Un Godard plutôt accessible qui se paye même le luxe d'être parfois drôle. Intéressant sur la forme, parfois réjouissant, souvent agaçant, c'est du pur Godard. A la différence qu'il raconte une histoire globalement compréhensible sans que le spectateur n'ait trop à se creuser les méninges. Anna Karina interprète une jeune fille naïve qui veut un enfant. Son mari, joué par Brialy, ne veut pas. L'ami de ce dernier, joué par Belmondo, voudrait bien. Jeux de l'amour et du hasard et Nouvelle Vague. La mise en scène et l'utilisation de la musique dans ce film pourraient chacune donner lieu à une étude détaillée de 300 pages. Ne pas en conclure pour autant qu'il s'agit d'un chef d'oeuvre, car certaines scènes tapent tout de même franchement sur les nerfs.

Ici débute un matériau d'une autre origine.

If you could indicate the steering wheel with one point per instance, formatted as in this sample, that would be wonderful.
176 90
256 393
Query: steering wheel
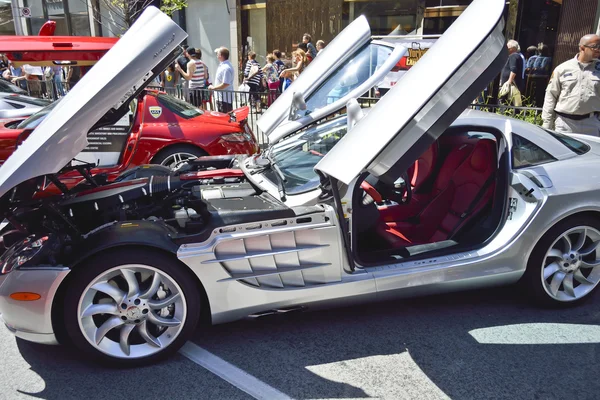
371 191
403 192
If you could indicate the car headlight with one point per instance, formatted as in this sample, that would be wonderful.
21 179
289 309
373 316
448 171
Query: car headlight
21 252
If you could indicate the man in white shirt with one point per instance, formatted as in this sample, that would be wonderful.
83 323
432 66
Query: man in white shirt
223 82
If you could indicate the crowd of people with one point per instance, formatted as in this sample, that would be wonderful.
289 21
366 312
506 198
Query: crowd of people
49 82
190 78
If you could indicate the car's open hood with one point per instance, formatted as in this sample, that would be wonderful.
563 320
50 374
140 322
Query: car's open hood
417 110
55 50
347 68
99 98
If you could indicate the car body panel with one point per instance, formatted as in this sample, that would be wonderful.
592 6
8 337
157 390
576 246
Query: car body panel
43 50
346 43
380 63
438 93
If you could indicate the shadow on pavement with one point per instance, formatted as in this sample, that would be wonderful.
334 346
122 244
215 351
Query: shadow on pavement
67 376
521 353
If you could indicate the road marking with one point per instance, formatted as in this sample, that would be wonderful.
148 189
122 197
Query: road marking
232 374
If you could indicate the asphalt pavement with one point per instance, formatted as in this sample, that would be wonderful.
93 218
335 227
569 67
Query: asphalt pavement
488 344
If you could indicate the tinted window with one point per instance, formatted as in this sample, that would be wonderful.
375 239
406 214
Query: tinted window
28 100
527 154
179 107
573 144
347 77
297 155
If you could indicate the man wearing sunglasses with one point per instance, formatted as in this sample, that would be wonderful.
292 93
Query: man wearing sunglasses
572 102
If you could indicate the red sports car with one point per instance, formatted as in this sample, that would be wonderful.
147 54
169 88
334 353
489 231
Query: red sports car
159 129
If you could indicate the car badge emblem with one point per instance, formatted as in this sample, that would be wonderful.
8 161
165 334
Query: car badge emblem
155 111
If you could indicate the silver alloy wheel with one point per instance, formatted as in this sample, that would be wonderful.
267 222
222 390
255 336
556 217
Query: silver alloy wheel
174 160
571 268
132 311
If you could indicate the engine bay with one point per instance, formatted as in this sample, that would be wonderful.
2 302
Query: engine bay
187 202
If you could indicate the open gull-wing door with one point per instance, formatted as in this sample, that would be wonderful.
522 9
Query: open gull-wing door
100 97
348 67
417 110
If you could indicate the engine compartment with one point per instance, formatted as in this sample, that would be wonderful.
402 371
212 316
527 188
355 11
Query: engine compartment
178 202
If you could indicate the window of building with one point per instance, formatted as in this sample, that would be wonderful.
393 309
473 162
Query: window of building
385 17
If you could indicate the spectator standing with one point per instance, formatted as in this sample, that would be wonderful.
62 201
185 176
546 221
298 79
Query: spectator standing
299 58
254 76
196 75
223 81
511 78
320 46
168 79
280 66
312 51
272 76
182 61
572 102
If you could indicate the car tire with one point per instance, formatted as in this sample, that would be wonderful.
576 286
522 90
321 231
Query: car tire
564 272
169 156
97 317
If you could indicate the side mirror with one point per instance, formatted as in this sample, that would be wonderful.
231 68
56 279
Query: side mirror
298 103
354 113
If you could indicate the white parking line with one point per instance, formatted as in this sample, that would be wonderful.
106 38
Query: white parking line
232 374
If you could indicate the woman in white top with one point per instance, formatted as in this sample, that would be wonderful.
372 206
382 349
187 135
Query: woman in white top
197 76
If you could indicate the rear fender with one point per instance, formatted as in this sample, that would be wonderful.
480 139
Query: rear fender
131 234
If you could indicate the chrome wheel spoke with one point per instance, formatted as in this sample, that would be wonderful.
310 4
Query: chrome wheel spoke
578 275
551 270
151 291
158 304
117 294
568 285
143 331
555 253
124 338
580 240
568 245
95 309
132 284
556 281
109 324
589 249
160 321
590 264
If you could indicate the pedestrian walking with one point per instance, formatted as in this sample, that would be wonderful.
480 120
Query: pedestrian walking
196 75
572 101
511 79
254 77
223 86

Le soldat Jean-Luc Godard, affublé des armoiries de la nouvelle vague, part en guerre sur un terrain qu'il affectionne particulièrement : les femmes. Il s'en donne à cœur joie et déploie tout l'éventail de ses talents militaires : incrustation de texte, jeux avec la musique, de longs dialogues sur tout et rien, références culturelles... s'il fallait décerner le prix de la création cinématographique des années 60, nul doute que Godard ferait partie des nominés. Seulement, à force de trop en faire, le film perd en cohérence pour devenir même parfois bordélique. L'indigence du scénario rend "Une femme est une femme" assez chiant à suivre, les grigris de la réalisation ne parvenant pas à faire passer le temps. Les dialogues, qui sonnent juste, ne sont pas aussi touchants que dans "Une femme mariée", et pas aussi forts que dans "Le mépris". Un film purement godaresque en somme, mais pas bien marquant.